Dalam diam Viar memperhatikan Diana yang duduk tepat di depannya, Titi merasa ada yang memperhatikan dari belakang seketika itu menoleh kebelakang.
"Dia ngeliatin siapa ya? "
Titi sempat salah tingkah melihat Viar yang menatap intens ke depan, ia merasa Viar menatapnya.
"Apa dia melihatku? "
Tanya Titi dalam hati lalu ia menoleh kepada Diana.
"Na coba kamu lihat kebelakang,"
Diana melihat kebelakang ternyata di belakang dia ada santri baru tersebut.
"Hai,"
Viar menyapa Diana sambil tersenyum manis.
"Hai juga,"
Ucap Diana dan membalas senyum yang tidak kalah manis, saat itu Viar terpaku oleh senyum manis tersebut.
"Nama kamu siapa?"
Viar menjulurkan tangannya kepada Diana.
"Maaf aku sudah wudhu, namaku Diana panggil saja Nana,"
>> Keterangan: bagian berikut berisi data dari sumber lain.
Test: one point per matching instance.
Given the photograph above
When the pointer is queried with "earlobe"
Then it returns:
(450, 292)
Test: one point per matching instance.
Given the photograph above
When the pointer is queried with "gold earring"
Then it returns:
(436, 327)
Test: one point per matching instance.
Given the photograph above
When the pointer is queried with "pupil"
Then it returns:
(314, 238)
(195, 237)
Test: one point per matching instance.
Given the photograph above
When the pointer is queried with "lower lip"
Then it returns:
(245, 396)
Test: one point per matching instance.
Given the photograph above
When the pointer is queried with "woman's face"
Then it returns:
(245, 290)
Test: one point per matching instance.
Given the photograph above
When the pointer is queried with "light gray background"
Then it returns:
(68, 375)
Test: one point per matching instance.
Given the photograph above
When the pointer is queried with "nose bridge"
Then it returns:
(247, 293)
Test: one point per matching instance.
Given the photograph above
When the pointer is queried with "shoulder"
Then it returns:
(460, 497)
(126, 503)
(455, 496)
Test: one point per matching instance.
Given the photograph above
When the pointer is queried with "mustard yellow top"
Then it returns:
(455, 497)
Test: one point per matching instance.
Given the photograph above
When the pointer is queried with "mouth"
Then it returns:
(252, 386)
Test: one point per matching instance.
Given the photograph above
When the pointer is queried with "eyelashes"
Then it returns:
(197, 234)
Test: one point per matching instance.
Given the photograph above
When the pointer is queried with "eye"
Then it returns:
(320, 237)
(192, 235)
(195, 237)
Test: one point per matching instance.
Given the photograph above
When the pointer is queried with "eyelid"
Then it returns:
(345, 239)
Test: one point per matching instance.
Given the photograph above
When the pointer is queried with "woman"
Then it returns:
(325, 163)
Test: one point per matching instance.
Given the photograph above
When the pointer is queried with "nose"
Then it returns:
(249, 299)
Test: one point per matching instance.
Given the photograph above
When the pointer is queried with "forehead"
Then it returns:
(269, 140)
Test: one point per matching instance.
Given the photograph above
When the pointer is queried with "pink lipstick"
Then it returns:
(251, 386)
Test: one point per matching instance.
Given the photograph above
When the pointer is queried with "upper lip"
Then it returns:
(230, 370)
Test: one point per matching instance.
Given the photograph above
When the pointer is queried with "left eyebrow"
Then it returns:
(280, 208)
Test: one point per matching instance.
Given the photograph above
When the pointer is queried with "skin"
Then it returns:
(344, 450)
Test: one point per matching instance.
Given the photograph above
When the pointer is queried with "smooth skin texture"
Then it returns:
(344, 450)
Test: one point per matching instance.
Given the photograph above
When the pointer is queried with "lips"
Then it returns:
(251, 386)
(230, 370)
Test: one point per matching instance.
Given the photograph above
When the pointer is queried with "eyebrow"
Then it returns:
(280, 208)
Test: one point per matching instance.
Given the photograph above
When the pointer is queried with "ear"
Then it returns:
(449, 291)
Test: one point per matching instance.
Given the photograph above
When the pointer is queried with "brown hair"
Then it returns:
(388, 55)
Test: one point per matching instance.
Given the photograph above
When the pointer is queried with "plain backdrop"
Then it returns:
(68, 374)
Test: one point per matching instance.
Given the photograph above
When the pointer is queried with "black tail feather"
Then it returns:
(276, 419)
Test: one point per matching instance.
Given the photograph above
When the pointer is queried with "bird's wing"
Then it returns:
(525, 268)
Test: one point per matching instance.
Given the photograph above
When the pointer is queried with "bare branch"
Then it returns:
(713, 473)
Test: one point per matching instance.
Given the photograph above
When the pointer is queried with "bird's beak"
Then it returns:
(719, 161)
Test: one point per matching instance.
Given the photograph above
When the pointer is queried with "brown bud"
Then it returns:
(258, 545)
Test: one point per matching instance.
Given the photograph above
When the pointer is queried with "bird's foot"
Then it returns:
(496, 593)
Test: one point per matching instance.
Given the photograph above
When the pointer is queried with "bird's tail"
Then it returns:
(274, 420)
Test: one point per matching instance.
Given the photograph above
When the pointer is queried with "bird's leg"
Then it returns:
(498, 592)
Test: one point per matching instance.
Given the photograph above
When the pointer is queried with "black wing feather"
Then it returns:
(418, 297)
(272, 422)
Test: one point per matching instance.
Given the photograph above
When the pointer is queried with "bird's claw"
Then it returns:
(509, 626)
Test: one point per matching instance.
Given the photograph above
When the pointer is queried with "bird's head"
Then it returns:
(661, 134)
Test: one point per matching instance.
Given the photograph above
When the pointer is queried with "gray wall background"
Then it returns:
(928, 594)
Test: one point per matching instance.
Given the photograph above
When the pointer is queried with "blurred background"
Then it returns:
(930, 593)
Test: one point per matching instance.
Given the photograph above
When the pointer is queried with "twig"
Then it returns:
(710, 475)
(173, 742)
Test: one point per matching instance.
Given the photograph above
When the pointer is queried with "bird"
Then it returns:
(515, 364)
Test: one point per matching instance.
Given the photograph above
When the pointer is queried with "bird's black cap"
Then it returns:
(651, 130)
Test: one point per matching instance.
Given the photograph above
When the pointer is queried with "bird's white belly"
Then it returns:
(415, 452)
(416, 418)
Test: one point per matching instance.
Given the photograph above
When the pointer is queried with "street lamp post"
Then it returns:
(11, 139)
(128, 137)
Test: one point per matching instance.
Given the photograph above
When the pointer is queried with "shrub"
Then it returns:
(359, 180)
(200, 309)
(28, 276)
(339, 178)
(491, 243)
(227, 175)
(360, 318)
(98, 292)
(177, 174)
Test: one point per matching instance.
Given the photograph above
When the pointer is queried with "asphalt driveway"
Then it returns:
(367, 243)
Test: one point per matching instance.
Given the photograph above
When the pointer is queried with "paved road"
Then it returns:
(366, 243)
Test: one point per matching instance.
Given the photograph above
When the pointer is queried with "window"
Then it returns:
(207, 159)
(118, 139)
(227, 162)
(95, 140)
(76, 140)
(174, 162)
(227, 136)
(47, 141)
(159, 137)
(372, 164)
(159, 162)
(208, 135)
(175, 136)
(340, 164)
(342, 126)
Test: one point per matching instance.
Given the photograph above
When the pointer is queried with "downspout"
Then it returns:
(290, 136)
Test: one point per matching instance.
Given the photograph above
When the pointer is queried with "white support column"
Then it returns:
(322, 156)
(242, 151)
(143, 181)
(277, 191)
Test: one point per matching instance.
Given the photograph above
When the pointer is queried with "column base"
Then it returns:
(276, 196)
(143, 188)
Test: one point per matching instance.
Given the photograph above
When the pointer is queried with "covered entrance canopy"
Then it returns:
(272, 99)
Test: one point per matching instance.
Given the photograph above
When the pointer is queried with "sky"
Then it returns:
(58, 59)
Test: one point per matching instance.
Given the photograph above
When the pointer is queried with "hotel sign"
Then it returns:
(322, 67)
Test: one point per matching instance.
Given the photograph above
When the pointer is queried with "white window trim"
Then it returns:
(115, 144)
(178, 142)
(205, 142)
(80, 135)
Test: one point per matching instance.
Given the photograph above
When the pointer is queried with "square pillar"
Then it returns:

Ucapnya sambil mengatupkan kedua tangannya.
"Salam kenal Na,"
Viar menarik kembali tangannya ia lalu menatap ke arah Titi yang melihatnya sedari tadi.
"Nama kamu siapa?"
Tanyanya kepada Titi
"Titi."
Ucap Titi dengan malu-malu dan Viar hanya menganggukkan kepalanya.
Semua santri memulai aktivitasnya, ada yang menghafal surat-surat pendek beserta artinya, ada pula yang menunggu giliran untuk mengaji sesuai paket.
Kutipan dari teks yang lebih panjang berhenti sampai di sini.